In the centre of the room sat a dishevelled man. Unshaven. Unwashed. He hadn’t changed tuxedos in weeks. Around him sat half a dozen older, less disheveled men.
‘Do you know why you’re here?’ said one of them.
‘I used to believe that God created us,’ said the dishevelled man. ‘Then I went through a Buddhist phase. Then I believed that the universe itself was God and we were all part of it, a universal consciousness. Now… Now I don’t know what I believe.’ His name was Bond. Jim Bond to the overly familiar.
‘Yes, well, I was being a bit more specific than that, but in a way you’ve answered the question.’
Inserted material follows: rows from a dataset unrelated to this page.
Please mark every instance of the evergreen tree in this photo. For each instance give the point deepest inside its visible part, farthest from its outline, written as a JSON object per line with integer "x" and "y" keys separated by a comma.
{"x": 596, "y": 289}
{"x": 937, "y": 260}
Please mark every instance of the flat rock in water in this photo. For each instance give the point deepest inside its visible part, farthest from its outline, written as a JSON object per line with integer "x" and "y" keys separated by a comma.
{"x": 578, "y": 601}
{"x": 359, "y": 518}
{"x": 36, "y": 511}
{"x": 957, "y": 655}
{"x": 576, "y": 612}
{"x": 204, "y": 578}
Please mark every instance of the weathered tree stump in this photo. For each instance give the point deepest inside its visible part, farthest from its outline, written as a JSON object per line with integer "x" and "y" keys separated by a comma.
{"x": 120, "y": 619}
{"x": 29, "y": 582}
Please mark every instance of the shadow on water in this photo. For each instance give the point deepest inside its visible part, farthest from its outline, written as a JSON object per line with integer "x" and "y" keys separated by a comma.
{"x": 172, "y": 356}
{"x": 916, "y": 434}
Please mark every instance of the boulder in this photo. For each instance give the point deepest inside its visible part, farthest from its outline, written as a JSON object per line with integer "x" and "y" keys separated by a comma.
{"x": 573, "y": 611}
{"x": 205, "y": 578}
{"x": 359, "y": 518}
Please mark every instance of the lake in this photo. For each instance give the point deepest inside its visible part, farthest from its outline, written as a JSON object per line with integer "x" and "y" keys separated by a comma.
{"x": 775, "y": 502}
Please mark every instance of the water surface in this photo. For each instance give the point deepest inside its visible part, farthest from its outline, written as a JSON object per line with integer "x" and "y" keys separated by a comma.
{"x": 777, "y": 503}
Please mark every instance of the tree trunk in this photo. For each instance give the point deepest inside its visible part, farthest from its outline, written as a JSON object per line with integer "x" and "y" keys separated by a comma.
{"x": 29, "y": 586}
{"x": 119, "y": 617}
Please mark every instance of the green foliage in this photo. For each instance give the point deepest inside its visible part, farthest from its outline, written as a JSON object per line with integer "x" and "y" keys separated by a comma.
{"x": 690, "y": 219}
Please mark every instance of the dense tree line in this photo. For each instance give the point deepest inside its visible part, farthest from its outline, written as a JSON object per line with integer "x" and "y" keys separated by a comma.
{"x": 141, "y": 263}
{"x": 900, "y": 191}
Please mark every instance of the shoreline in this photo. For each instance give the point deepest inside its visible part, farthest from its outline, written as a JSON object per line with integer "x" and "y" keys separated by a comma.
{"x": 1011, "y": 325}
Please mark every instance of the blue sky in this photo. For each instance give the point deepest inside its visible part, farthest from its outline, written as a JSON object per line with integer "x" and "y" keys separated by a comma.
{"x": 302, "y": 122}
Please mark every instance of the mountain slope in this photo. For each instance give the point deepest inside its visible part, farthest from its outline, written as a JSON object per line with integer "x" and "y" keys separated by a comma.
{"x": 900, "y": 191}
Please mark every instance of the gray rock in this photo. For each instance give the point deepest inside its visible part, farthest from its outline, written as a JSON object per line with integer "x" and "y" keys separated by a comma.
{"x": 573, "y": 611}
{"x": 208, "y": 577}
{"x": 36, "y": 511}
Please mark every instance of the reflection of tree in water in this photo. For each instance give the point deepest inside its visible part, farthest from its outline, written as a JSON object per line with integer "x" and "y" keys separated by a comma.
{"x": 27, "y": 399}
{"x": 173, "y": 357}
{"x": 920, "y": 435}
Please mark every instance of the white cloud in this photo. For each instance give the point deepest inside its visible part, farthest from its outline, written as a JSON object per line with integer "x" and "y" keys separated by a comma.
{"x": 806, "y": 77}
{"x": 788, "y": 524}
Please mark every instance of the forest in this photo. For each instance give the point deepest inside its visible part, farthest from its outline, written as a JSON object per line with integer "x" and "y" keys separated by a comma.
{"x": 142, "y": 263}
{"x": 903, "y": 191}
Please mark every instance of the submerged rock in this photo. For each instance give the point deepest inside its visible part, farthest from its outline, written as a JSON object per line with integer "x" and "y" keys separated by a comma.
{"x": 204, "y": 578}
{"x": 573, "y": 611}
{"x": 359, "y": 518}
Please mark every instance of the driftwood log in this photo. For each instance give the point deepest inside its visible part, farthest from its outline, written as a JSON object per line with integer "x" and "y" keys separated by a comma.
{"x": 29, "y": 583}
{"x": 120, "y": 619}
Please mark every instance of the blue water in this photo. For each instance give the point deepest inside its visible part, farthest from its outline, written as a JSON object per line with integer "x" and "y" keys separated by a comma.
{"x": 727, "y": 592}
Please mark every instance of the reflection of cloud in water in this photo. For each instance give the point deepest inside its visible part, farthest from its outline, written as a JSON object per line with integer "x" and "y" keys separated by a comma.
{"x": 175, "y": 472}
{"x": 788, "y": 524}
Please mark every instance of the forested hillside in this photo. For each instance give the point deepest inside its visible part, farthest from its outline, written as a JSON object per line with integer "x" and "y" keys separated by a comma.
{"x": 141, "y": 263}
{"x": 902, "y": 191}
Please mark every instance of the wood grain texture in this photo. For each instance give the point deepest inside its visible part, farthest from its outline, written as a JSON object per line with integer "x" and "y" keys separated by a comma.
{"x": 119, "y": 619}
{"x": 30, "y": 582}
‘That implies that questions have answers,’ said Bond. ‘I used to believe that too. But they don’t. Questions just have more questions, like an infinite Russian nesting doll that wants you to be miserable, only with questions instead of little wooden women.’
‘Please shut up.’
‘What Bertrand is trying to say is that you are the world’s greatest spy,’ said another of the men.
‘More like the world’s greatest liar. The world’s greatest fraud. Do you know how many women I’ve given chlamydia? Because I don’t.’
‘Yes, well. Unfortunately, as you’ve so amply demonstrated, of late you have also become the world’s most depressed spy.’
‘And it’s beginning to affect your work.’
‘So instead of assassinating a father of two with the secret piano wire in my piano I broke down crying and ate a tub of ice cream, so what?’ said Bond.
‘So that father of two was also an international arms dealer who went on to sell a nuclear warhead to a terrorist organisation and now Paris isn’t there anymore.’
‘What difference does it make? Everything dies eventually, even Paris.’
‘And there was that business in Morocco.’
‘She didn’t care about the real me. She didn’t even know who I was.’
‘That was rather the point,’ said a third man.
Bond blew his nose. ‘Don’t I deserve someone who sleeps with me because of who I am on the inside? Not that anyone ever could.’
‘Well I’m not sure you would want to be loved by that particular woman.’
‘The public now know her as Theresa May.’
‘What’s the point of all this?’ said Bond. ‘Are you trying to make me feel worse?’
‘Do you recall when we said you were an alcoholic?’ said one of the men.
‘How could I forget?’
‘And we organised those meetings for you?’
‘That was the only time I’ve ever felt like anyone actually cared about me.’
‘Well, it was a mistake.’
Bond looked up from his hanky, eyes wet. ‘What?’
‘It turns out your alcoholism was the only thing holding you together.’
‘But, I was a ruthless, emotionless killer. I didn’t care who I hurt, or how many bodies I left behind. Did you know they all had loved ones? I didn’t know about loved ones until my meetings.’
The first man rang a bell, and a butler appeared with a tray. Upon it a single glass. ‘Drink up, James. It’s shaken, not stirred.’
As Bond stared silently at the glass, his hands began to shake.
‘Though to be honest I’ve never been able to see how that could make a perceivable difference.’